Current digital human studies focusing on lip-syncing and body movement are no longer sufficient to meet the growing industrial demand, while human video generation techniques that support interacting with real-world environments (e.g., objects) have not been well investigated. Despite human hand synthesis already being an intricate problem, generating objects in contact with hands and their interactions presents an even more challenging task, especially when the objects exhibit obvious variations in size and shape. To tackle these issues, we present a novel video Reenactment framework focusing on Human-Object Interaction (HOI) via an adaptive Layout-instructed Diffusion model (Re-HOLD). Our key insight is to employ specialized layout representation for hands and objects, respectively. Such representations enable effective disentanglement of hand modeling and object adaptation to diverse motion sequences.
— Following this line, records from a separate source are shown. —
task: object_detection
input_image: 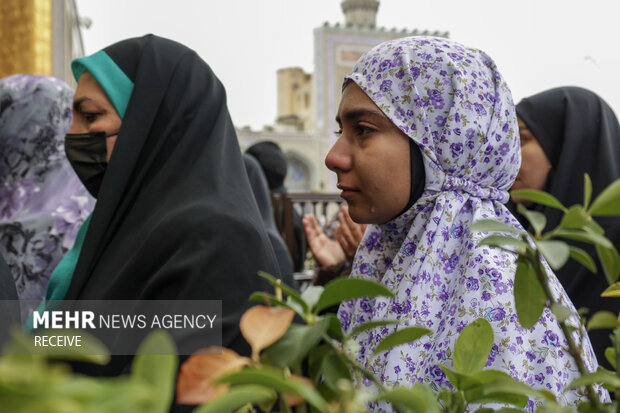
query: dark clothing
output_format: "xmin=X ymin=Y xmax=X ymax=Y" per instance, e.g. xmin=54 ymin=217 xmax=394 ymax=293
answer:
xmin=516 ymin=87 xmax=620 ymax=366
xmin=0 ymin=255 xmax=20 ymax=346
xmin=65 ymin=35 xmax=279 ymax=375
xmin=243 ymin=153 xmax=295 ymax=287
xmin=246 ymin=141 xmax=288 ymax=191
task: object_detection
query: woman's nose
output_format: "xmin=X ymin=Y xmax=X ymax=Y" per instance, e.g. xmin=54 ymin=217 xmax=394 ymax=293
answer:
xmin=325 ymin=137 xmax=353 ymax=172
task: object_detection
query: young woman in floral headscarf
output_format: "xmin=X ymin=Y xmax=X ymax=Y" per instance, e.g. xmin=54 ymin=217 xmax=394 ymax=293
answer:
xmin=325 ymin=37 xmax=597 ymax=410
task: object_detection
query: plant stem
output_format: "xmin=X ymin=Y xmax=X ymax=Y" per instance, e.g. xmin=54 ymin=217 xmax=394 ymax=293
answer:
xmin=526 ymin=251 xmax=604 ymax=413
xmin=613 ymin=327 xmax=620 ymax=413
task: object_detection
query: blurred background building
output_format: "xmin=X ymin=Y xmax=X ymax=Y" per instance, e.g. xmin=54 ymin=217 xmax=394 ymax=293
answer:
xmin=0 ymin=0 xmax=90 ymax=85
xmin=0 ymin=0 xmax=448 ymax=192
xmin=238 ymin=0 xmax=449 ymax=192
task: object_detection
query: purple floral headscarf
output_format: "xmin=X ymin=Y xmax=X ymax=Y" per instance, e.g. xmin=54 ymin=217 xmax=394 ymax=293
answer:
xmin=338 ymin=37 xmax=597 ymax=411
xmin=0 ymin=75 xmax=94 ymax=307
To further improve the generation quality of HOI, we design an interactive textural enhancement module for both hands and objects by introducing two independent memory banks. We also propose a layout adjustment strategy for the cross-object reenactment scenario to adaptively adjust unreasonable layouts caused by diverse object sizes during inference. Comprehensive qualitative and quantitative evaluations demonstrate that our proposed framework significantly outperforms existing methods. Project page: https://fyycs.github.io/Re-HOLD.

Paper Structure

This paper contains 14 sections, 4 equations, 5 figures, 3 tables.

Figures (5)

  • Figure 1: Cross-Reenactment Results by our Re-HOLD framework. Given a driving video and a target object, Re-HOLD can synthesize high-fidelity Human-Object Interaction (HOI) videos, even when the sizes of the target and original object differ significantly.
  • Figure 2: Overview of our proposed Re-HOLD framework. We propose a two-branch framework that consists of a Reference U-Net and a Denoising U-Net. The Reference U-Net takes a reference object image for object texture encoding while the denoising one takes noise latent and layout guidance as input for diffusion processing. To enhance the quality of HOI generation, we adopt the HOI Restoration Module for hand information and fine-grained object information restoration.
  • Figure 3: Schematic diagram of adaptive layout adjustment.
  • Figure 4: Qualitative results compared with other methods. Our approach achieves high-fidelity HOI details and satisfactory image quality in both self-reenactment and cross-object reenactment settings.
  • Figure 5: Qualitative ablation results of cross-reenactment when removing different components in our framework.